The word strategy is used a lot (maybe even overused). Yet it is a word that is often misunderstood and misused in marketing circles.
Bernadette Jiwa, on her blog, The Story of Telling, explains strategy like this:
Suppose you were on a riverbank and the place you want to get to is on the other side. That is your destination or objective. There are no bridges or obvious places to cross. You need a plan to get from here to there. So, rather than walking further up the river to find a place to cross, you decide to cross the river at the spot where you are standing. Now you have a plan to get to the other side. This is your strategy.
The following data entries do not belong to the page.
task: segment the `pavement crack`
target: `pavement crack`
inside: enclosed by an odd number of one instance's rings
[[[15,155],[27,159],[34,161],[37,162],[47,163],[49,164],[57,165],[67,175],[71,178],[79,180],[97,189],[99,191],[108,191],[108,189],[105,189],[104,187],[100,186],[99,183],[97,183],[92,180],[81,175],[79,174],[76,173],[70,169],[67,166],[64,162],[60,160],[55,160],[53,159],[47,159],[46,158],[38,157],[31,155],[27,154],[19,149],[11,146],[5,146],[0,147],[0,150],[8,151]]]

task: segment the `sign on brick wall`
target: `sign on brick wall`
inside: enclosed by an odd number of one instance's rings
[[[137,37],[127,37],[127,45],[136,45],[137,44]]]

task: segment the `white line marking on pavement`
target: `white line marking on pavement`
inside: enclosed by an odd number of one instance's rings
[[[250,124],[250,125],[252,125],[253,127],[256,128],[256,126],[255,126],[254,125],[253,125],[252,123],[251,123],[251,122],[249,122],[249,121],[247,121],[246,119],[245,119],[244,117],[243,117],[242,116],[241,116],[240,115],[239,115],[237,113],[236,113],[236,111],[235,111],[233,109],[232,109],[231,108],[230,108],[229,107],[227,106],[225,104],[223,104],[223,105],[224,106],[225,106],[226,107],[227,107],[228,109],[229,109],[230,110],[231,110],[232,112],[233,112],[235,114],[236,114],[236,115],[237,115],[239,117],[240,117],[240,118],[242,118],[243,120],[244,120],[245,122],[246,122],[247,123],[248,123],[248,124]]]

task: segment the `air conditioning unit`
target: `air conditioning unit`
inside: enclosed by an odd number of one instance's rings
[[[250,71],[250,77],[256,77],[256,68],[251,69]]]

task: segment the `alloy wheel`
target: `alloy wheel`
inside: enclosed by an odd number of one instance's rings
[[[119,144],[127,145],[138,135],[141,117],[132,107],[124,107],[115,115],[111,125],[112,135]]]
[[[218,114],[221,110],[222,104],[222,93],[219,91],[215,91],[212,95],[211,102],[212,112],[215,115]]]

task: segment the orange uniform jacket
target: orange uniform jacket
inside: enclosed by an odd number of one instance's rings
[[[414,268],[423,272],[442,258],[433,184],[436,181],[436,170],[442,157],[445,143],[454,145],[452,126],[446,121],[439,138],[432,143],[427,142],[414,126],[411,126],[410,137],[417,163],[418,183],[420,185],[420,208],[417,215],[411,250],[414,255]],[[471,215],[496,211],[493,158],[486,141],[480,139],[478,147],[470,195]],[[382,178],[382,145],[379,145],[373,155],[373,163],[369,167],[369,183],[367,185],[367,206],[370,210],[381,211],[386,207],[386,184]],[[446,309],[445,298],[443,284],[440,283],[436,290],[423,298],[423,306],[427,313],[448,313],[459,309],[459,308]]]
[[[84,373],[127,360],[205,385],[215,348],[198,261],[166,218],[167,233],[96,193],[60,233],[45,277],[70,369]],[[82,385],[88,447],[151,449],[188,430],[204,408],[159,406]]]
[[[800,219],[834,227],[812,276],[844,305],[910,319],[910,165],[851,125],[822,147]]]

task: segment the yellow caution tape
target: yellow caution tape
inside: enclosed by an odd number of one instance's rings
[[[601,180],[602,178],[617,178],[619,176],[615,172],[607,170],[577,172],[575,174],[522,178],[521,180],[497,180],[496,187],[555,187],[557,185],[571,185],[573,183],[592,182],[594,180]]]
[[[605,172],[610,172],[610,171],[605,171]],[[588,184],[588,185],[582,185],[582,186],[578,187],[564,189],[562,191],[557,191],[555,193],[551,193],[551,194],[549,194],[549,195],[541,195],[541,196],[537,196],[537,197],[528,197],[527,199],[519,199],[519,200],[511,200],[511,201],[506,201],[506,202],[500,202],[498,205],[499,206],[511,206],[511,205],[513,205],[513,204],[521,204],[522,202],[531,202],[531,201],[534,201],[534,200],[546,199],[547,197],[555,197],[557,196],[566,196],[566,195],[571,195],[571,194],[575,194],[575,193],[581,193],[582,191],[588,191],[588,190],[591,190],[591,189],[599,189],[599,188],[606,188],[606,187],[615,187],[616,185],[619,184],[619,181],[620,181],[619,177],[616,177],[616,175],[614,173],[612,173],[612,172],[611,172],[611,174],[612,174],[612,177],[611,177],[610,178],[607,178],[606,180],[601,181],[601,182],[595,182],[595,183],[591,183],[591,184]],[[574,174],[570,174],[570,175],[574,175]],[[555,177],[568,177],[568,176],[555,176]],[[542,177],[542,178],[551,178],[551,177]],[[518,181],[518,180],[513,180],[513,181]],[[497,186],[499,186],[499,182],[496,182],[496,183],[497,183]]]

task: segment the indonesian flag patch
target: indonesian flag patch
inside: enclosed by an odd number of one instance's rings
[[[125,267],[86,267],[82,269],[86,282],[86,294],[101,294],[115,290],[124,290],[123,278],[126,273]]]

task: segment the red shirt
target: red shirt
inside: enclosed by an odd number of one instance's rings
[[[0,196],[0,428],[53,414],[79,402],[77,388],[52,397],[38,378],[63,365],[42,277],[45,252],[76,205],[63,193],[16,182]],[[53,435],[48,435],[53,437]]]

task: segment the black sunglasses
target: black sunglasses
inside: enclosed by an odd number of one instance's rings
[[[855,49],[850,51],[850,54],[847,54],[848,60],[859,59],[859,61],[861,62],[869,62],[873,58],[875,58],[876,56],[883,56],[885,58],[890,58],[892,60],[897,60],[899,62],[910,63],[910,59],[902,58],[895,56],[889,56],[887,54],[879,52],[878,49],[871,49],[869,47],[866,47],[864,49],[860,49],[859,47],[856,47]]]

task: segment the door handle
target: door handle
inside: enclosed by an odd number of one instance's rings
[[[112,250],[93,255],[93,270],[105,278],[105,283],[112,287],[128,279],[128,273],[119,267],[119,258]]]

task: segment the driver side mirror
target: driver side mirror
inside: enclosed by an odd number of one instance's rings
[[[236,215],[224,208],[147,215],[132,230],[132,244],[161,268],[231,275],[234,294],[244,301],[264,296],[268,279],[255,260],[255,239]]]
It doesn’t tell you how you’re going to cross over the river, it simply states your commitment to a plan to get to the other side.
Next, you decide that rather than using a boat or constructing a bridge, you are going to use a series of stepping stones to cross successfully to your destination. Decisions like how you will cross the river, by boat, bridge, or even the type of stepping stones you choose or how far apart they should be placed are tactical.
When you break it down, the process looks like this:
Objective: The What
Strategy: The Way
Tactics: The How
River levels or conditions may change over time, which means you may have to adjust your tactics (the how), but the strategy (the way) remains the same, if and until you make the decision that the strategy (or the way you are crossing the river) needs to change to meet the objective (the what).
Good strategy is concise, actionable and designed to set a direction to get you to your (measurable) destination. Nothing more and nothing less.